Vantage started in 1978 in Japan (Matsumoko) then moved to Korea (samick) in the late 80's IIRC. So it can't be a 1970 model. But I don't see that model in the Korean catalogue. The guitar in the CL post is round at the strap peg like a les paul and looks like some of the Japanese models. . Where the Korean models have a small flat (like a tele and strat normally has) so maybe Japanese but not 1970









The ”Made In Korea” gallery


These are the models that were produced in Korea. Vantage was a brand started by Music Technologies, Inc. (MTI) around 1978. MTI was formerly known as Unicord, Inc., which created the Univox and We…




www.vantage-guitars.com














The ”Made In Japan” gallery


These are the models that were produced in Japan. Not complete and triplechecked… Vantage electric and bass guitars By modelname ‘The First One’ V-100 AV Series ‘Avenger&#82…




www.vantage-guitars.com


----------



## Distortion (Sep 16, 2015)

I don't care where it is made. You could not give me that POS.


----------



## Frenchy99 (Oct 15, 2016)

Doesn't look Japan made. Will take a look at my catalogues.

Edit:

Seems to be part of the X series that came out in the 1985 Cat. This model is not in it so that would clearly put it in the Korean made Post 1986.


Edit Again:

Hummm...

Could be a V-338... not familiar with those...


----------



## Stephenlouis (Jun 24, 2019)

The first electric guitar I bought for myself ( until then I was at the mercy of my dad's decisions) was a VA800 at L&M in the good ol' days when a (1981) 16-year-old kid could go in with 20 bucks and a home address and walk out with a pretty nice guitar, and a huge Traynor tube amp from way back in time, Great amp, very nice guitar... Both long gone.


----------



## Kerry Brown (Mar 31, 2014)

The one I had had a maple neck and slightly different electronics. Same body shape, headstock, and logo. It had a made in Korea sticker on it.


----------



## MetalTele79 (Jul 20, 2020)

I have one of these in white. It's somewhere at my parent's place.
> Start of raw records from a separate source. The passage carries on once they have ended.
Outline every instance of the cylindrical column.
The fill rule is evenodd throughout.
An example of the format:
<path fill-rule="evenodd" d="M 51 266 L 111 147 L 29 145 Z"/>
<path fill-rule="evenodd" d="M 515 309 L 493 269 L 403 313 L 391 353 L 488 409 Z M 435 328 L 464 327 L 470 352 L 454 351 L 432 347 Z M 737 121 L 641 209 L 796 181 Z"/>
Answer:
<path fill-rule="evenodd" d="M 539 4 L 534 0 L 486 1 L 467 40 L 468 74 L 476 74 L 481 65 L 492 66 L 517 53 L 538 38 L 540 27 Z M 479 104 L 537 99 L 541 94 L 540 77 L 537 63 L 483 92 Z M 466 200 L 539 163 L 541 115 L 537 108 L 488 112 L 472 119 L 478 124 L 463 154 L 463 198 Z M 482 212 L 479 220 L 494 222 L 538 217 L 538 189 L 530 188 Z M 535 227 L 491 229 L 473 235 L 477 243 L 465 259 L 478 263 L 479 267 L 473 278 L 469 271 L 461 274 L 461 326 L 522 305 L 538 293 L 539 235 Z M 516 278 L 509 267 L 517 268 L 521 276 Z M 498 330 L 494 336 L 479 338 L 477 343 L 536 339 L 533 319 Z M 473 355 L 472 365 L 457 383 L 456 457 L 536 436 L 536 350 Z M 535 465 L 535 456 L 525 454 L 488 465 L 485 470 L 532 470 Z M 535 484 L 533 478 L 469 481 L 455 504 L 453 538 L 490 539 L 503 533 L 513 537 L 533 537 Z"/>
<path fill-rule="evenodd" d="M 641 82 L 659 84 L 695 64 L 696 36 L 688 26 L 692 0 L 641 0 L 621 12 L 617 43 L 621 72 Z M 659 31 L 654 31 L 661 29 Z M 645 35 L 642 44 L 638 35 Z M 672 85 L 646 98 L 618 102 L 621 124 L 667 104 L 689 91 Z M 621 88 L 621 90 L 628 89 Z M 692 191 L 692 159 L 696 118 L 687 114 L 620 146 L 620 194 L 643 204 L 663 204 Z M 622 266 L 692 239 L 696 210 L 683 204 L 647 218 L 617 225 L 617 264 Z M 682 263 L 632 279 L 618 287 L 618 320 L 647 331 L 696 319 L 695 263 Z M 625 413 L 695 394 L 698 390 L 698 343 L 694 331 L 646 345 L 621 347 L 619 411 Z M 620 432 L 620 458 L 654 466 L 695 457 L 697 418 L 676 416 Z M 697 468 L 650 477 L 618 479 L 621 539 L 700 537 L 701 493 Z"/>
It wasn't worth taking with me when I moved out.


----------



## Squawk (Jun 21, 2018)

I think owning that guitar would be a disadVantage


----------



## Kerry Brown (Mar 31, 2014)

Frenchy99 said:


> Doesn't look Japan made. Will take a look at my catalogues.
> 
> Edit:
> 
> ...


I think you are right. If it is it was made in Japan. Very little information so it’s probably rare. Don’t think I’d pay that much for it though.


----------



## sulphur (Jun 2, 2011)

It looks like the Avenger I use to have, but not sure where it's from, it does look like a later model with those appointments.

I don't see in the ad any claim of the date or country of origin though.


----------



## Frenchy99 (Oct 15, 2016)

sulphur said:


> I don't see in the ad any claim of the date or country of origin though.


Seller changed his ad ! Someone must of pointed out all the mistakes to him.


----------